本类建筑提供了在Java中提供了一个方便的机制,以改变语义装载一类。一类是一个用户定义的对象,在华负责寻找和获取classfiles并移交给JVM的。而classloaders目的是为了让程序员控制源头地点或时间的阶级,他们也提供一个机会转型。
演艺改造,在负荷时间是唯一的出路,以保证改造的外国代码,如应用程序或servlet是由负载网络。它可以适用于整个程序转变为这类申请。

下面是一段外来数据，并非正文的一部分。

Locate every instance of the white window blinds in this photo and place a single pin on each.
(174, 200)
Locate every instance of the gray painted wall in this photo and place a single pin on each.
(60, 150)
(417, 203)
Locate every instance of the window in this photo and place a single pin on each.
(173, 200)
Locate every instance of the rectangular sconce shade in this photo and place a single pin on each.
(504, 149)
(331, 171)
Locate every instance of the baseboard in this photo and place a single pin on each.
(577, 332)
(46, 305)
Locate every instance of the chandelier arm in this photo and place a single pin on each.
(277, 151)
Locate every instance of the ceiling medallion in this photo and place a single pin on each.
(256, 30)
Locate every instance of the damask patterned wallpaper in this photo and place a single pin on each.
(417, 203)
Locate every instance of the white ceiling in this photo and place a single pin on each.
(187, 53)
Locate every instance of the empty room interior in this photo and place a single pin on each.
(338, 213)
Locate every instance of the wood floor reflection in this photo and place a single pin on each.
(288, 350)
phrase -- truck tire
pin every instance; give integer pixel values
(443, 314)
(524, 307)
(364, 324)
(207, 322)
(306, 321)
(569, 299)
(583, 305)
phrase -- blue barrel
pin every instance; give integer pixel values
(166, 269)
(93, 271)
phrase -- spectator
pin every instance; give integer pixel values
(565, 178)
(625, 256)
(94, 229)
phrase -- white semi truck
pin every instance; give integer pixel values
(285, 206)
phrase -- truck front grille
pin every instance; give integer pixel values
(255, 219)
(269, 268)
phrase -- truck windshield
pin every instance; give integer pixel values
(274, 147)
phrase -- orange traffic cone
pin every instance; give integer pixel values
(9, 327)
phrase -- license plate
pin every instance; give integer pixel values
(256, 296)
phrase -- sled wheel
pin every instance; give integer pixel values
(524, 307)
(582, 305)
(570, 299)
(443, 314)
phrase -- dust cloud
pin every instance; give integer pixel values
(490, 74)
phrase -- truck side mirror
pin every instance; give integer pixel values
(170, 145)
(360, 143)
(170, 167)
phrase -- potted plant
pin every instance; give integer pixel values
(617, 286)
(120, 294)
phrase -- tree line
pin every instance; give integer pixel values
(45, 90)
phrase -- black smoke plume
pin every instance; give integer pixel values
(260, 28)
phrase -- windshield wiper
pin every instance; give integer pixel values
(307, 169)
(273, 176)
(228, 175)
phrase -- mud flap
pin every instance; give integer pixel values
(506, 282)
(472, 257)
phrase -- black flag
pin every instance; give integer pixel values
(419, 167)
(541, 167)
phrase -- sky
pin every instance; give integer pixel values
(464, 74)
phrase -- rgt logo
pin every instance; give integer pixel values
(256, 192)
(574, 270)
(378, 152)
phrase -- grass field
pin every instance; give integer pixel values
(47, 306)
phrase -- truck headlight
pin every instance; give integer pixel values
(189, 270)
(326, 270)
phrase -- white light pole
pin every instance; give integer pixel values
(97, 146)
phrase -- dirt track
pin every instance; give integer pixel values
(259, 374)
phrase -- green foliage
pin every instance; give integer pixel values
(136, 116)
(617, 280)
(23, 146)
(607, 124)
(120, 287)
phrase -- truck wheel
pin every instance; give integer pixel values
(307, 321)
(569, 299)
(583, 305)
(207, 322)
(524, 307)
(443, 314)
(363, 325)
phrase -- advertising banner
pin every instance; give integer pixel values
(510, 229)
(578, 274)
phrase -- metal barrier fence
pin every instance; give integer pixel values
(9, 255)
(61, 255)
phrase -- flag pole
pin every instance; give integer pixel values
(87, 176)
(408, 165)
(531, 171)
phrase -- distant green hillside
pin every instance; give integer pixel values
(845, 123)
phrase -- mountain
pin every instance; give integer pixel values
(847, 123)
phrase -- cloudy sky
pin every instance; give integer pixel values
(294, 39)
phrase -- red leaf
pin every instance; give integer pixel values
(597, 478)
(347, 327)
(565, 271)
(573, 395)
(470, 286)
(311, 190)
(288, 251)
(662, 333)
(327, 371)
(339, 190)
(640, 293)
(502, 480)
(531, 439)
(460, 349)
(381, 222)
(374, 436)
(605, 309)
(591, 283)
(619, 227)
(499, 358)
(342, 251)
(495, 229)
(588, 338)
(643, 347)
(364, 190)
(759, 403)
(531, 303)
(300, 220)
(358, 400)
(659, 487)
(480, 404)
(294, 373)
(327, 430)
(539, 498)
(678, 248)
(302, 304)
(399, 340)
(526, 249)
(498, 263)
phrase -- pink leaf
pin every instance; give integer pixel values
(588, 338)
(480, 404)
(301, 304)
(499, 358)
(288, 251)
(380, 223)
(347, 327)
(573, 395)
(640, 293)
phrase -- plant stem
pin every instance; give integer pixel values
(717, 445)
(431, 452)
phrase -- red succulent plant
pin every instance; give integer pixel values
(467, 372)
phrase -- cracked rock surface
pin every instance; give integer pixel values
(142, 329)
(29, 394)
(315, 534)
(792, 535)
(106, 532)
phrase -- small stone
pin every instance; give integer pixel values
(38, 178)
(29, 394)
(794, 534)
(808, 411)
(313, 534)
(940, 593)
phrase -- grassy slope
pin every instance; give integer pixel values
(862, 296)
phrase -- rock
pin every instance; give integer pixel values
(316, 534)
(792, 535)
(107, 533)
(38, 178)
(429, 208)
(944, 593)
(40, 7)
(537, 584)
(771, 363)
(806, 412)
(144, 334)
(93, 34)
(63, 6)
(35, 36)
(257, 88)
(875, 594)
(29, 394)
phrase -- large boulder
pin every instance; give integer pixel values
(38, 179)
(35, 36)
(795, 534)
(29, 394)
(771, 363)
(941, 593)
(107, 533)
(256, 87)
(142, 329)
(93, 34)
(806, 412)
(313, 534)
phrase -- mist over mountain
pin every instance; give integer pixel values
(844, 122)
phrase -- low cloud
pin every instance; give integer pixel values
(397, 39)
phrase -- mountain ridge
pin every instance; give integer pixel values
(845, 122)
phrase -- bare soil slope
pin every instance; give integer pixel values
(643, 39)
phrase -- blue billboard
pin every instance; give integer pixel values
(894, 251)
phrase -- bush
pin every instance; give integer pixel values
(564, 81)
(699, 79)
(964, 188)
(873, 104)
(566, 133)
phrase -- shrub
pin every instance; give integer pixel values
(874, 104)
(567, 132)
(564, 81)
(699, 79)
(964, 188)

此外,以确保每一个应用类支持某一特定功能,转型也可以限制,也保证不应用类使用禁忌特征。举例来说,一个限制性变压器可以限制进入到一个安全可靠的资源,由单纯不准任何代码,参考资源。变压器便可以安全地放入自己的通话资源。由于Java的类型安全,所有来电,资源有保证,以合法的。 (不过,看到讨论后,就思考) 。
载荷-时间转型是增量:变压器过程中的个别班级一个在一个时间,因为他们已经上膛。变压器并不控制负荷秩序的班,目前大多数jvms不容许修改或重新装载已经加载班。变压器,因此只有一个机会变换班级,往往必须这样做,不完全信息对整个应用。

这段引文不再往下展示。